The Bose lab is interested in how the epigenetic-machinery that controls gene expression can be regulated by RNA. We use diverse techniques to study how RNA interacts with these machines over a range of scales, from functional genomics at a cellular level, to biochemistry and cryo-electron microscopy to understand molecular-mechanisms and structural architectures.
We use a variety of modern functional genomics approaches in the lab, underpinned by next-generation sequencing (seq) and analysis. These include PAR-CLIPseq to identify RNAs interacting with epigenetic-enzymes, ChIPseq to study sites of chromatin binding across the genome and nascent RNA sequencing to identify sites of non-coding and eRNA transcription. Together with CRISPR/Cas mediated genome editing, these approaches provide a powerful way to to characterise and test the interactions made by our protein and RNA targets across the genome.

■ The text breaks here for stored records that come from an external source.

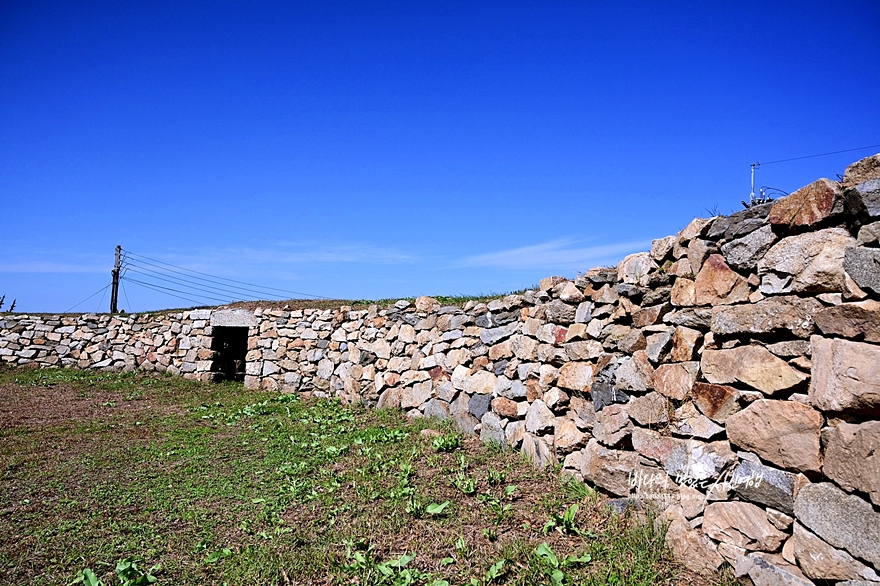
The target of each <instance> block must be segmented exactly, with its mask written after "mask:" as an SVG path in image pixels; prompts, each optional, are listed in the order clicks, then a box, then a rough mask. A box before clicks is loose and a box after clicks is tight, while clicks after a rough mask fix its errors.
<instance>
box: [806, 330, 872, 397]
mask: <svg viewBox="0 0 880 586" xmlns="http://www.w3.org/2000/svg"><path fill="white" fill-rule="evenodd" d="M810 344H811V346H812V348H813V355H812V366H813V368H812V379H811V380H810V403H811V404H812V405H814V406H815V407H816V408H817V409H821V410H823V411H877V410H880V347H878V346H874V345H873V344H864V343H862V342H850V341H848V340H839V339H832V338H823V337H821V336H813V337H812V338H810Z"/></svg>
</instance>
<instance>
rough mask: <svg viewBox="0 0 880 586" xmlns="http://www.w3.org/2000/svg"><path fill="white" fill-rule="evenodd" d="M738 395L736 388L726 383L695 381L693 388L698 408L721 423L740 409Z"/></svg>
mask: <svg viewBox="0 0 880 586" xmlns="http://www.w3.org/2000/svg"><path fill="white" fill-rule="evenodd" d="M738 396H739V392H738V391H737V390H736V389H734V388H733V387H728V386H726V385H713V384H710V383H694V386H693V388H691V397H692V398H693V400H694V404H695V405H696V406H697V409H699V410H700V412H701V413H703V415H705V416H706V417H708V418H709V419H712V420H713V421H717V422H719V423H724V421H725V420H727V418H728V417H729V416H731V415H733V414H734V413H736V412H737V411H739V403H738V402H737V397H738Z"/></svg>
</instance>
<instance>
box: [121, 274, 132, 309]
mask: <svg viewBox="0 0 880 586" xmlns="http://www.w3.org/2000/svg"><path fill="white" fill-rule="evenodd" d="M119 284H120V285H122V294H123V295H125V302H126V303H127V304H128V313H131V301H129V300H128V292H127V291H126V290H125V283H123V282H122V277H120V278H119Z"/></svg>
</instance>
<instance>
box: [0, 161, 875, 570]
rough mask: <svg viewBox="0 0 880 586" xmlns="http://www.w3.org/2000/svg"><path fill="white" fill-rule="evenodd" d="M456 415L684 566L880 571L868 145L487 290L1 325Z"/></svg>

The last few years have seen a 'revolution' in cryo-EM, driven by technological and software developments that make high-resolution structural analyses possible. Cryo-EM (together with single-particle processing) has always enabled structural analysis of large, often unstable multi-subunit complexes that are otherwise inaccessible to techniques such as x-ray crystallography. In the Bose Lab, we use cryo-EM to analyse the structural organisation of epigenetic enzyme complexes, shedding light on their interactions with non-coding RNAs and engagement with chromatin.
All of the work in the lab is underpinned by modern biochemistry, molecular biology and cell biology. We carry out extensive biochemical characterisations of the interactions between eRNAs and epigenetic enzymes, both in vitro and in cells. We also characterise the effect of eRNA binding on the activities of these enzymes using enzymatic assays. Our work often requires the expression, purification and analysis of the large multi-component complexes that we study.